Philipp Ernst [00:36:27]:
Ja, sich aus meiner Sicht einfach mal, ist leicht gesagt, ich weiß, aber in die Lage des Mitarbeitenden zu versetzen, sich die Frage zu stellen: Würde es mir hier Spaß machen zu arbeiten? Habe ich die Rahmenbedingungen, um erfolgreich zu sein? Und wir sind im Vertrieb. Im Versicherungsbereich, das ist nun mal so, da geht es auch ein Stück weit darum, erfolgreich zu sein, um Geld zu verdienen. Und mache ich als Führungskraft alles, damit mein Mitarbeiter die Chance hat, ein gutes Gehalt zu erzielen, einen guten Verdienst zu erzielen? Und wenn ich mir die Frage beantworten kann, wenn die dann ja ist, dann ist das erst mal gut. Dann hoffentlich ist es so. Wenn die Antwort Nein ist, dann wirklich: Was muss ich denn ändern? Marco hat es, meine ich, auch bei dir schon in meinem Podcast gesagt. Er betreut ja schon seit Jahren keine Privatkunden mehr. Also er sagt wirklich strikte Trennung. Firmenkunden er oder ich in dem Fall, Privatkunden von uns beiden Außendienstlern bzw.

Philipp Ernst [00:37:27]:
vom Assistenzteam. Und aber nicht zu sagen: Na ja, der Privatkunde, der ist interessant, der ist, da könnte Potenzial bestehen, den mache ich doch jetzt mal als Führungskraft trotzdem, weil das wäre eine gute Verdienstmöglichkeit. Nein, wirklich den Mitarbeitenden die Chance auch zu geben, die wirklich guten Kunden auch in Anführungsstrichen, wo Potenziale da sind, auch die betreuen zu lassen, dass die Rahmenbedingungen einfach geschaffen sind. Und die Frage muss man sich auch wirklich erst mal stellen: Tue ich alles, damit es so ist, oder hätte ich Spaß bei der Arbeit? Weil, hatte ich vorhin schon gesagt, Spaß gehört einfach dazu. Und es kann so schön sein, wie es ist, wenn es keinen Spaß macht. Bringt alles nichts.

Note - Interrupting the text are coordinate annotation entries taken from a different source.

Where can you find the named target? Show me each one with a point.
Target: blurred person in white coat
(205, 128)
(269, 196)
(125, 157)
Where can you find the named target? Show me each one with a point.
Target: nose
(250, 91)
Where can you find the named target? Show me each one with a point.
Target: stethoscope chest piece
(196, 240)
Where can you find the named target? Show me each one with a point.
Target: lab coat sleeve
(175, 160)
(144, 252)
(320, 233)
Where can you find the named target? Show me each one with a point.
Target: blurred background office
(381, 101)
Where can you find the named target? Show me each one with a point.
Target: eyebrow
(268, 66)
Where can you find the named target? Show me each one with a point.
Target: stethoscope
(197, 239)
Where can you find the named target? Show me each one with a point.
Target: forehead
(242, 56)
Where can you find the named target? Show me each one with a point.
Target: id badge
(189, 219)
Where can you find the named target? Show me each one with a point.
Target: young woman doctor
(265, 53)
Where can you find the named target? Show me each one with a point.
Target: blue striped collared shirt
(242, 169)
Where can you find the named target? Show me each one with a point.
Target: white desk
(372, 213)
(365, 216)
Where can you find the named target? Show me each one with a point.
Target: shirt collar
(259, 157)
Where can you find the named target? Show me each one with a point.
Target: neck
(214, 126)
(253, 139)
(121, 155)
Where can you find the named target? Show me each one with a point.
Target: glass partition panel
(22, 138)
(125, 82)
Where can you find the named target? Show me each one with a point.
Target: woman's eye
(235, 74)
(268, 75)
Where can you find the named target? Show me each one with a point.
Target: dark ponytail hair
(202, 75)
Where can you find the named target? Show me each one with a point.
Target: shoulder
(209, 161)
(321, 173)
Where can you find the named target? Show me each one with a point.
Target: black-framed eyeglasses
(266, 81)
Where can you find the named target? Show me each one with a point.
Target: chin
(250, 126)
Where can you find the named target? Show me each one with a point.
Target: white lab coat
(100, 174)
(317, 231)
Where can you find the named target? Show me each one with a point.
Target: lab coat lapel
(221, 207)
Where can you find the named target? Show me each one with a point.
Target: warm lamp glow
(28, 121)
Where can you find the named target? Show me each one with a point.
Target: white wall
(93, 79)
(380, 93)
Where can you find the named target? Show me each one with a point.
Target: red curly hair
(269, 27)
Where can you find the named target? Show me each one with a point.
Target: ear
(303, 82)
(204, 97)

Maximilian Schroll [00:38:08]:
Das ist genauso, Philipp, und ich finde es wirklich, sind genau die richtigen Denkanstöße, weil diese, dieses Weg vom eigenen, von der Eigennutzenmaximierung, in der kurzfristigen Eigenmaximierung hin, Maximierung hin. So, Tommi, jetzt darfst du auf alle Fälle mal was schneiden. Ich fange noch mal neu an. Philipp, ich glaube, das waren genau die richtigen Denkanstöße. Ich glaube, weg von der Eigennutzendenke, um den Eigennutzen für sich irgendwie zu maximieren, hin zu einer: Wer sind eigentlich meine Stakeholder und wie wichtig sind die? Was haben die für Aufgaben? Was haben die für eine Relevanz? Und so weiter und so fort. Wirklich zu verstehen, auf wen ist mein Erfolg denn eigentlich angewiesen? Weil da werden die allermeisten, die sich diese Fragen, die du jetzt aufgeworfen hast, ernsthaft stellen, auch drauf kommen, ja, eine One-Man-Show ist es in den allerseltensten Fällen, sondern ich habe meine Produktpartner, ich habe eine Leistungsabteilung bei einer AO etc. pp., da überall meine Ansprechpartner, und wenn ich ein Team habe, dann habe ich eben auch Leute, die sehr aktiv zu diesem Erfolg beitragen, und ich glaube, das sich klarzumachen, dass es eben nicht mehr nur dieser Blick auf, ich bin Inhaber, der Shareholder sozusagen, und Mein Nutzen muss maximiert werden, dass das nicht mehr zeitgemäß und vor allem nicht zukunftsfähig ist. Das sehen wir, glaube ich, überall, wenn man so in die Welt blickt und sieht, was da so diese Denke auch für Konsequenzen mit sich bringt.

Maximilian Schroll [00:39:40]:
Und dann sieht man eben am Beispiel von euch halt hervorragend, wie es funktioniert, wenn man das nicht tut, sondern wenn man sich überlegt, wer ist hier part of the game und was erwarte ich von jedem Einzelnen? Was kann aber auch jeder Einzelne, jede Einzelne von mir von mir erwarten. Ich glaube, dieses Go-Giver-Prinzip hat man ja auch im Podcast vs. Buch ja auch gelesen.

Philipp Ernst [00:39:58]:
Genau, war mal, war mein Geschenk, also von Marco an mich, so wie an jeden Mitarbeitenden, der neu dazu kommt.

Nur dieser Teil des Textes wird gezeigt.